The hetero-fluoro-hydro strategy I propose might offset the steric costs of saturation with complimentary electrostatic interactions on the surface, but I don't think it'll help much with the resonance-breaking problem. However, because the studies I've seen suggest that it's really not too hard to at least partially saturate C60, my intuition is that the steric problem is much more significant than the resonance-breaking problem. After all, the first double bond should be the hardest to break, because it will have the most extended resonance and hence the most stabilization. And since they've already made it to C60H36 by conventional hydrogenation techniques, it follows that sterics are the limiting factor, not resonance.

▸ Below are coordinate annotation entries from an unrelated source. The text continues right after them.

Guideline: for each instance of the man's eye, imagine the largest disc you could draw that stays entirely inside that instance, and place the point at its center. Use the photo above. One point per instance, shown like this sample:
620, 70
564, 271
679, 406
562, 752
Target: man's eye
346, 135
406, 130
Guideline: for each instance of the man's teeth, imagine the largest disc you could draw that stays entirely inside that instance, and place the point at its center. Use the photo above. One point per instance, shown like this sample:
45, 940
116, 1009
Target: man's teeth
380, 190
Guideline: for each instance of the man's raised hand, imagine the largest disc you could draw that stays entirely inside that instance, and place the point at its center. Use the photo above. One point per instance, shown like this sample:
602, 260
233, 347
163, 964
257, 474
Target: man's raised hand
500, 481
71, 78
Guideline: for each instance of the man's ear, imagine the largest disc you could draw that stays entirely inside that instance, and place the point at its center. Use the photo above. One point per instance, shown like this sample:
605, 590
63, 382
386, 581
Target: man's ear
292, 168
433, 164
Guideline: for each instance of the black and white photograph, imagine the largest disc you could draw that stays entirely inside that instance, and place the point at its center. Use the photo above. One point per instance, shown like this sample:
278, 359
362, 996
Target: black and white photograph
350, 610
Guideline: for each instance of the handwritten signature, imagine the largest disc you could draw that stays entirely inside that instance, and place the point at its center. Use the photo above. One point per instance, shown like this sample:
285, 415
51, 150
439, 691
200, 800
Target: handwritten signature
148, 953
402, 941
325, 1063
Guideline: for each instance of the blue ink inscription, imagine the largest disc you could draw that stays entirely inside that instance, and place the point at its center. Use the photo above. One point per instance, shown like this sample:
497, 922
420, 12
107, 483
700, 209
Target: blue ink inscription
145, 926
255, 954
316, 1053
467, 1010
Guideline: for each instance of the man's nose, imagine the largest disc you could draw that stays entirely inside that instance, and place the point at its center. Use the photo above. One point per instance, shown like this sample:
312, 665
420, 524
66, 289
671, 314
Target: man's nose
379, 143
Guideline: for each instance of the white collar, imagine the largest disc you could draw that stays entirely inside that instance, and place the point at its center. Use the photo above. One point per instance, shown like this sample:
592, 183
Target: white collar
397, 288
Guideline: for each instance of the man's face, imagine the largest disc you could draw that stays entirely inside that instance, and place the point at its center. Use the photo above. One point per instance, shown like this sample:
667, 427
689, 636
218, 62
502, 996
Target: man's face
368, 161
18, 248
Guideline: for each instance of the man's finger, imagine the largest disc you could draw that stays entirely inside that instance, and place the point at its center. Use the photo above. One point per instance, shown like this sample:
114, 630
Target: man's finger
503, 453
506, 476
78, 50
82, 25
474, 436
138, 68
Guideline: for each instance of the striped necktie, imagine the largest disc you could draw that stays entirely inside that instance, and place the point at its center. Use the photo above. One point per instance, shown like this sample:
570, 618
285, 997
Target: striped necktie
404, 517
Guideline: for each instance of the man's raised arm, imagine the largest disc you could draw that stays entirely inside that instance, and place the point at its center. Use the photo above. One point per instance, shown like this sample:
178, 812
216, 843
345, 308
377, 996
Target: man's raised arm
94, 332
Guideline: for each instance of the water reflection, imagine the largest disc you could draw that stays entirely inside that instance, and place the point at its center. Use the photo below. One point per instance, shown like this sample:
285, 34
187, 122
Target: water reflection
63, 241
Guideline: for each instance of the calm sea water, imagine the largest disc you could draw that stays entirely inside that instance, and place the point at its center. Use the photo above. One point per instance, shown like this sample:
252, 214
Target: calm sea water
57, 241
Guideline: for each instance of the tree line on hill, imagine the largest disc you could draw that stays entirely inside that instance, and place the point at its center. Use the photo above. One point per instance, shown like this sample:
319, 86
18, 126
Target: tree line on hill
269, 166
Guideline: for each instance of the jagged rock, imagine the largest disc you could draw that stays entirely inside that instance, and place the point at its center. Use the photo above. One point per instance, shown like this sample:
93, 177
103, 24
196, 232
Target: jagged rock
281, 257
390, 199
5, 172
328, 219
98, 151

Peroxidation appears to be a workable strategy, c.f. Chemical Physics Letters 384 (2004) 283-287. Tsukuda and co-workers demonstrate convincingly that they can produce C60On with n <= 30 by corona discharge ionization. Again, it hasn't been done in quantity, but Hirsch and Brettreich seem to think it could be. The paper includes a really cool figure showing C60O30. I would also note that traditional "wet" metal catalytic epoxidation has been tried many ways, and they can't seem to get more than 6 oxygen atoms installed.